He has Gracie’s fate in his hands.

 

 

A
few minutes later, I am in the large business office area of CA-2. Laronda and Dawn have gone, to get George, to get me food—Laronda insisted—and Mia went back to Gracie’s dorm to see what’s happening there.

After inquiring at the front desk, I am told that Office #7 is right around the corner and down the hall, one of the first ones on this floor, which is the VIP area.

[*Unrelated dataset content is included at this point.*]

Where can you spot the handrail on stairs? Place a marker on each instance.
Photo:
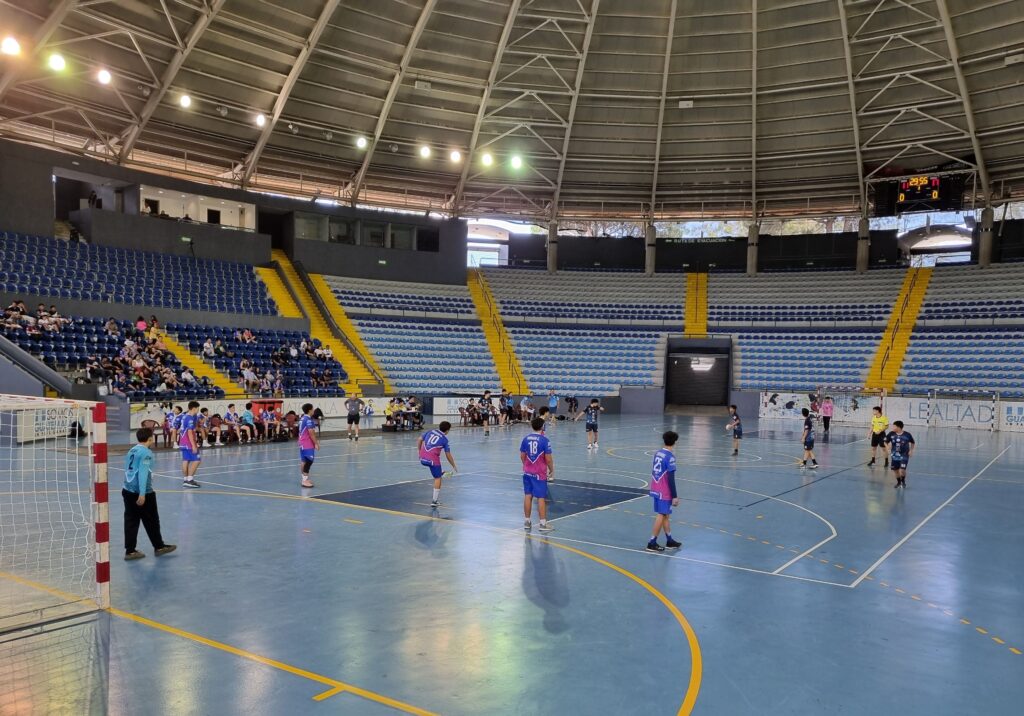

“But, we are closing for the night, hon, and sorry, but you cannot stay here,” a woman guard tells me. I need to lock up this floor. The Atlanteans work late sometimes, but we cannot have any unauthorized personnel here—”

In a dead voice I explain to her what has happened with my sister. And then, “I am just going to wait in front of his office, until Command Pilot Aeson Kass comes in,” I say. “I can sit on the floor. Please!”

But the woman shakes her head. “I’m really sorry, we cannot let anyone stay here after hours, not without permission—”

“But he knows me!”

“Sorry, no, we can’t do that. Go on now, dear, come back first thing tomorrow morning. . . .”

I turn around and exit the building.

And then I start pacing at the front entrance.

My mind is an absolute, swirling, numb mess. I—the girl who always comes up with solutions—I suddenly have none.

I don’t know how much time goes by, and then I see the entrance doors open and someone exit. Probably an office employee or guard, leaving for the night.

I glance up with a clouded gaze, and it’s Nefir Mekei. I recognize his somewhat shorter-trimmed metallic hair and Atlantean features, the slightly blunt chin with a dimple, and his skin tone that’s the dark red hue of river clay.

My Atlantis Culture Instructor from Pennsylvania!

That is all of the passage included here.